Namun, disaat Shila hendak menekan tombol send, tiba tiba seorang pria berkulit putih dan beralis tebal berdiri disebelahnya.

Aroma parfum Vano kini menelisik kedalam rongga hidung nya, hingga menguatkan feeling Shila bahwa lelaki yang ada disebelahnya ini adalah Vano.

"Belum pulang?" Ujar Vano yang kini menatap langit kelabu sore itu.

Shila hanya diam, tak berniat menanggapi pertanyaan Vano.

Tanpa berpikir panjang Shila melangkahkan kakinya menerobos hujan sore itu.

Vano hanya menghela nafasnya dengan berat, kemudian ikut melangkahkan kakinya sambil mengikuti jejak Shila dari belakang.

Ngapain sih lo ngikutin gue? Gue pengen lupain lo al! Please. Batin Shila sambil mempercepat langkahnya menuju sepedanya

Shila berhenti dan berbalik menatap Vano yang kini berdiri tepat dibelakangnya.

"Lo ngapain sih--- dan juga, gue ga percaya sama apa yang lo bilang kemaren. Jadi gue mohon jangan ganggu ataupun ngikutin gue lagi." Terang Shila.

Vano hanya diam, kemudian mengangguk mengerti.

Shila pun melanjutkan langkahnya menuju sepedanya.

"Astaga, lo ngapain lagi sih.

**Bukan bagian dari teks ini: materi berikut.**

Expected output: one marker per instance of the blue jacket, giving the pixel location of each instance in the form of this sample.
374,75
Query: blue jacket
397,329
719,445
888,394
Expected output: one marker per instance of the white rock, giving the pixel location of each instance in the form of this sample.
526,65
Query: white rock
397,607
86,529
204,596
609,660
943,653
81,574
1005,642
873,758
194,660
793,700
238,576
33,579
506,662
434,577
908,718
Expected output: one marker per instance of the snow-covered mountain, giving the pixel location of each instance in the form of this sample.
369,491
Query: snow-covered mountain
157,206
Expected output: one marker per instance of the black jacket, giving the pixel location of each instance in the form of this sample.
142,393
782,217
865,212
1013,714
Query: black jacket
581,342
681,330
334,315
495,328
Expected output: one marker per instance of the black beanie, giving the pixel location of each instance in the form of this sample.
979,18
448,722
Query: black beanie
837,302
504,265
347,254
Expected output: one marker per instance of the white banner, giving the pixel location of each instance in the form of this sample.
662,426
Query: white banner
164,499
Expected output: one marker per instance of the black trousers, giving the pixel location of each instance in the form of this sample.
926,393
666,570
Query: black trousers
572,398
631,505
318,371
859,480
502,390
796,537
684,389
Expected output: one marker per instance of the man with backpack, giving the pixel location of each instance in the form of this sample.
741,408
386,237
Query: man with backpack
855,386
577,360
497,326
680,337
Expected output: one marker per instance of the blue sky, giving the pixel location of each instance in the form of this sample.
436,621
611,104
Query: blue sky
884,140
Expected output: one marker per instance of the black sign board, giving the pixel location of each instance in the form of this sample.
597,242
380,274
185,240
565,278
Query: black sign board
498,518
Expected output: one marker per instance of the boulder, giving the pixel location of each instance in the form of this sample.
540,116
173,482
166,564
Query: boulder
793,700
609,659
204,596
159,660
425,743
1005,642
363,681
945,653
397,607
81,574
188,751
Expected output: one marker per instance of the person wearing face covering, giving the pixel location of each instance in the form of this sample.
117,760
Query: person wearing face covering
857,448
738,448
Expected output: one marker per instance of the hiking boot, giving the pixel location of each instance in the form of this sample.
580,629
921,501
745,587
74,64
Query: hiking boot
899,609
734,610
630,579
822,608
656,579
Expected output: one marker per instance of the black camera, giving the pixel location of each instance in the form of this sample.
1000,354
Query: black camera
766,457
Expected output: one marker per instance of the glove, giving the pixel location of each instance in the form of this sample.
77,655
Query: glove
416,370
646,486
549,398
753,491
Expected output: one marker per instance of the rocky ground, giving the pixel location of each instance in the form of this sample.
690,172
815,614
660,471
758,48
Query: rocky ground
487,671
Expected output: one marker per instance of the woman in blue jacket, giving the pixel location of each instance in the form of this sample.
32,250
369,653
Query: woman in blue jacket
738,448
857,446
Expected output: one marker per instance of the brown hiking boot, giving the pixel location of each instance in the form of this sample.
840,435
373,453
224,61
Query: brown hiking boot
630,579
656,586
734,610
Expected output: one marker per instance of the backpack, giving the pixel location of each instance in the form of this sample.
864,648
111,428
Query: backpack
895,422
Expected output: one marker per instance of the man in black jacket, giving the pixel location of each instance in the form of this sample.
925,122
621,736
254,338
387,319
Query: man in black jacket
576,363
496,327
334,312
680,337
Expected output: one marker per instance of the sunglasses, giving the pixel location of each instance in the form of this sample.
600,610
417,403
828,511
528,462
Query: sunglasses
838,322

Gue kan udah bilang. Jangan ikuti---" Seketika Shila terdiam ketika Vano melewatinya begitu saja.

Disaat Shila berbalik kearah Vano, entah nasib atau apa, ternyata tepat disebelah sepedanya, adalah motor milik Vano.

Damn! Jadi ternyata tadi Vano ga ngikutin lo. Bego. Bego! Batin Shila merutuki dirinya.

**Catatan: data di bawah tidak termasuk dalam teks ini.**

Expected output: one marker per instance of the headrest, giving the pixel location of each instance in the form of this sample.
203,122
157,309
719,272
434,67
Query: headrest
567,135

Vano memasang helm nya, dan menstater motornya.

Dan lagi lagi Shila harus merutuki betapa sial nasibnya sore ini.

Shila pun menggeram, "Kenapa pake kempes segala sih!" Ujar Shila sambil menjongkok meratapi ban sepedanya yang kempes.

Vano sempat melirik kearah Shila, namun bukan Vano namanya jika tidak memiliki sikap tak acuhnya kepada Shila, alias kepada semua orang kecuali keluarganya.

Tanpa memperdulikan Shila, Vano menancap gas sepeda motornya meninggalkan Shila yang kini sedang merutuki dirinya dibawah hujan.

"Dasar Vano raja cuek! Ngeselin banget sih iihhh!!!" Ujar Shila sambil menendang ban sepedanya kesal.

"Bukannya ditawarin, malah pergi gitu aja. Kalo udah gini, lo nawarin gue naik bajaj bareng lo juga gapapa, gue pasti mau kok." Celoteh Shila kearah ban sepedanya, seakan akan itu adalah Vano.

Hingga tiba tiba suara deru motor kembali terdengar ditelinga Shila.

Masih dengan posisi jongkok, Shila mengarahkan pandangannya ke sebelah, dimana motor tersebut berhenti.

Vano?! Batin Shila sambil membulatkan matanya tak percaya, bahwa Vano akan kembali.

"Ban sepeda lo kempes kan? Ayo naik." Ujar Vano datar.

Shila berlagak jual mahal. "Gausah. Makasih." Ujar Shila ketus.

"Yakin ?" Masih dengan ekspresi datar, Vano bertanya lagi kepada Shila.

Shila pun bangkit dan berpura pura tampak mempertimbangkan tawaran Vano.

"Oh, yaudah. Gue luan ya." Ujar Vano yang siap untuk menancap gasnya lagi, meninggalkan Shila.

"Eeh! Tunggu!!" Hadang Shila tepat dihadapan motor Vano.

"Gue belum jawab, kenapa lo main pergi aja sih." Gerutu Shila kesal kepada Vano yang selalu memiliki sifat dingin.

"Gue kira lo bakal tetap jawab enggak." Ujar Vano.

"Udah, ayo jalan." Ujar Shila yang kini telah duduk dibelakang Vano.

Vano pun tersenyum tipis dan kemudian membuka helmnya, "Nih, pake." Ujar Vano sambil memasangkan helm ke kepala Shila.

"Eh, apaan sih. Gue--"

"Gausah bawel pake aja, gue cuma gamau lo sakit." Ujar Vano dan kemudian melajukan motornya.

'Kenapa jantung gue harus deg degan gini lagi sih? Gue ga seharusnya kaya gini.' Batin Shila.

'Dulu gue benci hujan. Tapi sekarang, karena lo, hujan adalah favorit gue.' Batin Vano sambil menatap lurus kearah jalanan.

******

"Thanks." Ujar Shila cuek dan berniat berbalik kearah pekarangan rumahnya.

"Tunggu." Ujar Vano sambil menahan lengan Shila.

"Apa?"

"Shil," Ujar Vano yang kini turun dari motornya.

"Gue punya pertanyaan. Dan gue mohon lo jawab jujur." Ujar Vano sambil menggenggam tangan Shila.

Shila hanya menatap Vano dengan bingung kemudian mengangguk ragu.

"Shil, apa gue masih mungkin ada dihati lo?" Tanya Vano menatap kedua manik mata Shila.

Shila terdiam.

Hingga kemudian sebuah jawaban terlintas dibenak Shila.

"Gue udah punya Arez. Dan gue-- gamungkin nyakitin Arez." Ujar Shila, "Dan--Gue rasa lo udah tau jawaban dari pertanyaan lo tadi." Lanjut Shila.